LIVRE«Les Affamés», chroniques d’une jeunesse en droit de s’indigner

«Les Affamés», chroniques d’une jeunesse en droit de s’indigner

LIVRELea Frédeval est l'auteure d'un témoignage drôle et poignant sur la jeunesse d'aujourd'hui..
Anne Demoulin

Anne Demoulin

Edit : Les Affamés sort mercredi au cinéma. Avant de réaliser ce film avec Louane Emera dans le premier rôle, Léa Frédeval avait fait le récit de sa génération dans un essai paru en 2014. retrouvez notre chronique de l'époque. Toujours d'actualité...

Léa Frédeval a 23 ans, «l’esprit de résistance» de Stéphane Hessel et la gouaille de Nora Hamzawi. «Parce qu’on est jeune, on a davantage les capacités de travailler 75 heures par semaine cumulant vie étudiante, boulot et stage?», s’indigne-t-elle dans son livre-témoignage Les Affamés, chroniques d’une jeunesse qui ne lâche rien (Bayard, 18 euros).

Le stage, «né le jour de l'abolition de l'esclavage»

Lors de ses études en Info-Comm, un stage au magazine Elle lui donne envie d’écrire un blog «pour raconter ce qui me troublait, m’énervait ou me plaisait.» Elle lui propose d’en faire un papier. Bayard la repère et lui commande un «livre sur les jeunes, basée sur ma vie qui n’est, ni plus, ni moins extraordinaire que celles des autres.»

Léa Frédeval y déballe tout et ne s’épargne rien. Sans misérabilisme. Le stage en entreprise «né le jour de l’abolition de l’esclavage», les petits jobs souvent mal payés, la famille presque toujours décomposée, l’amour à l’ère du porno et des réseaux sociaux, l’alcool trop vite absorbé et la drogue pour tout oublier.

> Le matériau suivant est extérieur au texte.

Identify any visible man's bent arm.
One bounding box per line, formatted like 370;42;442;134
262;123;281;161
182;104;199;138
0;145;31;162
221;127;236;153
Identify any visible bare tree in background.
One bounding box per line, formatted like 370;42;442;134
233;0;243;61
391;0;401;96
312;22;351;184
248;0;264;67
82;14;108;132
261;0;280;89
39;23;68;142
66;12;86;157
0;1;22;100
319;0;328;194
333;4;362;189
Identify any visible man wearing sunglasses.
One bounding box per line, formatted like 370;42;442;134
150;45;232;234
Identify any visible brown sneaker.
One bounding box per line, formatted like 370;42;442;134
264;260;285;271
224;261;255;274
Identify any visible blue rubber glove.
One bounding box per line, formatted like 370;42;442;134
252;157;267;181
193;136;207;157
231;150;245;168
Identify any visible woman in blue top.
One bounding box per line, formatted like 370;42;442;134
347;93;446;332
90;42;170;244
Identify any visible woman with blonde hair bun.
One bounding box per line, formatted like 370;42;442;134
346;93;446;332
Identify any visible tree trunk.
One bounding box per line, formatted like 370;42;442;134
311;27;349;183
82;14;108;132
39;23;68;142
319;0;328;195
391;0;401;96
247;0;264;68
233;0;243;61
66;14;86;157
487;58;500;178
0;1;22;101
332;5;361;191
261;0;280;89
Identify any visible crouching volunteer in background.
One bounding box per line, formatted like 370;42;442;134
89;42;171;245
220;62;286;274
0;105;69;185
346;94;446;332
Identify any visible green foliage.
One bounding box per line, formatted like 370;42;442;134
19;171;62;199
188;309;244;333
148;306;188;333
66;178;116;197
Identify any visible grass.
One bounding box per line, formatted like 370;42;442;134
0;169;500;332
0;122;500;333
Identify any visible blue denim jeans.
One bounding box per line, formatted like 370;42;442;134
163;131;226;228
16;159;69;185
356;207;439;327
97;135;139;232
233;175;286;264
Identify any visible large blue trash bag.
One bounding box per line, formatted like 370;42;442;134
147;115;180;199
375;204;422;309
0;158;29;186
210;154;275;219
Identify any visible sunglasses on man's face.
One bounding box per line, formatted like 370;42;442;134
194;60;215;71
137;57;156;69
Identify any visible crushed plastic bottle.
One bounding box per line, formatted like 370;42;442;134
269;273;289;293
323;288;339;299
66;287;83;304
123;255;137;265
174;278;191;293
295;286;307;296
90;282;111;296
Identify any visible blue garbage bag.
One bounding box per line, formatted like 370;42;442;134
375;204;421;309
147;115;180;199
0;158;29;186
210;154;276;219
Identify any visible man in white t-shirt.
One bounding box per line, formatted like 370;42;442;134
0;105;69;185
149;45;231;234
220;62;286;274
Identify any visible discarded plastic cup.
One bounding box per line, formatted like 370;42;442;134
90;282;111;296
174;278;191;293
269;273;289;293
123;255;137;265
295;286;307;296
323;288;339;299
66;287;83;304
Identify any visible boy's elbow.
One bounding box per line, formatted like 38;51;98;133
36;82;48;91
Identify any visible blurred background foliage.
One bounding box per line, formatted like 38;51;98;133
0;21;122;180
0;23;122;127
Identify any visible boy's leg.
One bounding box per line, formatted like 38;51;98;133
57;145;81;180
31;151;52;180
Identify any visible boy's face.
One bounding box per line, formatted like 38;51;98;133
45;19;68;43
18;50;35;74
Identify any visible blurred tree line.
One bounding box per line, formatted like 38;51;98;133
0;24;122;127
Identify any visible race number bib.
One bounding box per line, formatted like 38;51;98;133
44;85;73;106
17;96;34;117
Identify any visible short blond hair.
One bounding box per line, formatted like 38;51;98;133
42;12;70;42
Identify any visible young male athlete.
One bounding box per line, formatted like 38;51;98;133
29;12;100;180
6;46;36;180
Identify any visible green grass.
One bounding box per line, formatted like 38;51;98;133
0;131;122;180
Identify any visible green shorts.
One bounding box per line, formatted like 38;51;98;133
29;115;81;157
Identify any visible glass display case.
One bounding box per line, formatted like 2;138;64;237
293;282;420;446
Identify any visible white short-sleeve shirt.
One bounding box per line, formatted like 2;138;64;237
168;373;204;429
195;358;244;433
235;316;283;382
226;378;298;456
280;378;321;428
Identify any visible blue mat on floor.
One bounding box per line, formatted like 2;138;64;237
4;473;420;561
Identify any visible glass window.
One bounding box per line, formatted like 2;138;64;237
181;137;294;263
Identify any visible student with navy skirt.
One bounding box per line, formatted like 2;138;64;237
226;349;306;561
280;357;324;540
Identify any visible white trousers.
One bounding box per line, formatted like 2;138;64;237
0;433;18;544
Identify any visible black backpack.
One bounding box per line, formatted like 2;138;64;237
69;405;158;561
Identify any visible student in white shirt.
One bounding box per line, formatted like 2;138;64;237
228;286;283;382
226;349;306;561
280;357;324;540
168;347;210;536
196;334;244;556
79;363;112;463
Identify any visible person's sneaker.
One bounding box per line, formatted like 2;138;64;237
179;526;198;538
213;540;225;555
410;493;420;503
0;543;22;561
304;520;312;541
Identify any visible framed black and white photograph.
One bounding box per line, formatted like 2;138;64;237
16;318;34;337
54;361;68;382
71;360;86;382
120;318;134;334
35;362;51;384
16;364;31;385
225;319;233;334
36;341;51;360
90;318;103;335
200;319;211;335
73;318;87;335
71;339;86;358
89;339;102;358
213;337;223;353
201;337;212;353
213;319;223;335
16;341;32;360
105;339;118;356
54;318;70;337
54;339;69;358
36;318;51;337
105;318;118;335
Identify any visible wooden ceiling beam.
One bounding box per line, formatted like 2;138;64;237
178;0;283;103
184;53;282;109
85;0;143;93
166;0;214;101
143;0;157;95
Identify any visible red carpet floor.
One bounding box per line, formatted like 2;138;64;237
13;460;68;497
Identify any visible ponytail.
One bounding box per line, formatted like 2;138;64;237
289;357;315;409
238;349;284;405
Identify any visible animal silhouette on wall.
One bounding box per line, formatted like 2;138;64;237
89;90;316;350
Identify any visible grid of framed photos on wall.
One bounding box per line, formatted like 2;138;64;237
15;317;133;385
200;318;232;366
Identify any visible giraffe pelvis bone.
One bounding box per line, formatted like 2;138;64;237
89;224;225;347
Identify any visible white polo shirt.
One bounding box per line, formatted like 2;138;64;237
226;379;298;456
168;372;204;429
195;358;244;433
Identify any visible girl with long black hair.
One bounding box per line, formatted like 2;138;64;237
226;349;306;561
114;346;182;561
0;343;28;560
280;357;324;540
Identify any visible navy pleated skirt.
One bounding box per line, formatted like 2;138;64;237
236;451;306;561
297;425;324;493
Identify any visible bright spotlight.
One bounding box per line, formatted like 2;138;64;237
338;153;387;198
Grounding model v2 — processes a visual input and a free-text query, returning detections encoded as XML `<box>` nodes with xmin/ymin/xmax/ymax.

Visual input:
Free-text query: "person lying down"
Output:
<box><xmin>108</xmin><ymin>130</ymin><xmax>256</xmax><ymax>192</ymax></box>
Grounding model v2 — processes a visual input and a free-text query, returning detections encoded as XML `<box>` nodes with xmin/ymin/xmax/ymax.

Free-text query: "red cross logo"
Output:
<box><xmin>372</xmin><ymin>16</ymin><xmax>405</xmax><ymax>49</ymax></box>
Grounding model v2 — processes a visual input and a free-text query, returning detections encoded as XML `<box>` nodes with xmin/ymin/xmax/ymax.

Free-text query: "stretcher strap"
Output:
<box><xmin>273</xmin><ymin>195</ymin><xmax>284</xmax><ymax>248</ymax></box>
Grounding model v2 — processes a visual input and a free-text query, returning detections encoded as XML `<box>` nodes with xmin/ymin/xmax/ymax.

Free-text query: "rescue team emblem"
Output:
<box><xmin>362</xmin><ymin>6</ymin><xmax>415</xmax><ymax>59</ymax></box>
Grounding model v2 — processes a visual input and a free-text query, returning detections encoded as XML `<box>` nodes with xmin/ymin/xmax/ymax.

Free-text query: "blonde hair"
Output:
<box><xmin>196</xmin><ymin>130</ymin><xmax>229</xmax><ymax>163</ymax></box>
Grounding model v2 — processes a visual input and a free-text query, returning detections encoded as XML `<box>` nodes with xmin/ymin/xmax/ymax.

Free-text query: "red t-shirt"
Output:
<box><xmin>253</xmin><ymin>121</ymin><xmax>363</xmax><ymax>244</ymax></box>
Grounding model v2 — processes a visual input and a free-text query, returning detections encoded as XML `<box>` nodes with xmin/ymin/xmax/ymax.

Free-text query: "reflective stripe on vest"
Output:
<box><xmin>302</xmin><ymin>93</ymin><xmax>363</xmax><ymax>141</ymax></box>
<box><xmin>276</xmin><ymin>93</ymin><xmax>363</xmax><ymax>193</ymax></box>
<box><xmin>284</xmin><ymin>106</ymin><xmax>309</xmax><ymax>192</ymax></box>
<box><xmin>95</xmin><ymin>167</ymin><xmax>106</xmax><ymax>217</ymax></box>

Elle décrit, non pas les désillusions, mais le manque d’illusions des jeunes d’aujourd’hui. «Etre jeune devrait être synonyme d’insouciance et de légèreté, il n’en est rien. Nous savons trop bien ce qui va nous arriver», déplore l’auteure de 23 ans. Le malaise de celle qui ne se revendique pas comme «le porte-parole d’une génération» coïncide pourtant avec celui des 215.000 participants à l’enquête «Génération quoi?».

«Les jeunes sont justes fatigués»

L’auteure décrit une jeunesse précaire qui a faim de réussite et veut sortir de sa condition. «Ce qui est considéré comme normal n’est pas acceptable», fustige-t-elle. «Ma génération est très consciente du monde parce qu’elle a grandi avec Internet. Nous sommes multitâches. Mais nous sommes rarement écoutés», soulève-t-elle encore. Et l’auteure de rêver d’un jour «où tous les jeunes de France feraient grève afin que le monde des adultes se rendent compte que nous sommes utiles.»

La loi sur l'encadrement des stages, votée par l'Assemblée nationale la nuit du 24 février, n’y fera rien. «On se donne partout tout le temps. Tout ça, sans merci, ni espoir de trouver du boulot. Les jeunes ne sont pas en colère, ils sont justes fatigués», vitupère-t-elle. La loi qui impose une durée minimale des contrats à temps partiel de 24 heures hebdomadaires? «Incompatible avec la vie d’un étudiant qui ne peut parfois travailler que 18 heures par semaine.»

«Les adultes doivent nous faire confiance», conclut la jeune femme, qui offre aux «vieux cons», un «sésame» pour mieux comprendre les aspirations de la jeunesse d’aujourd’hui. A dévorer de toute urgence.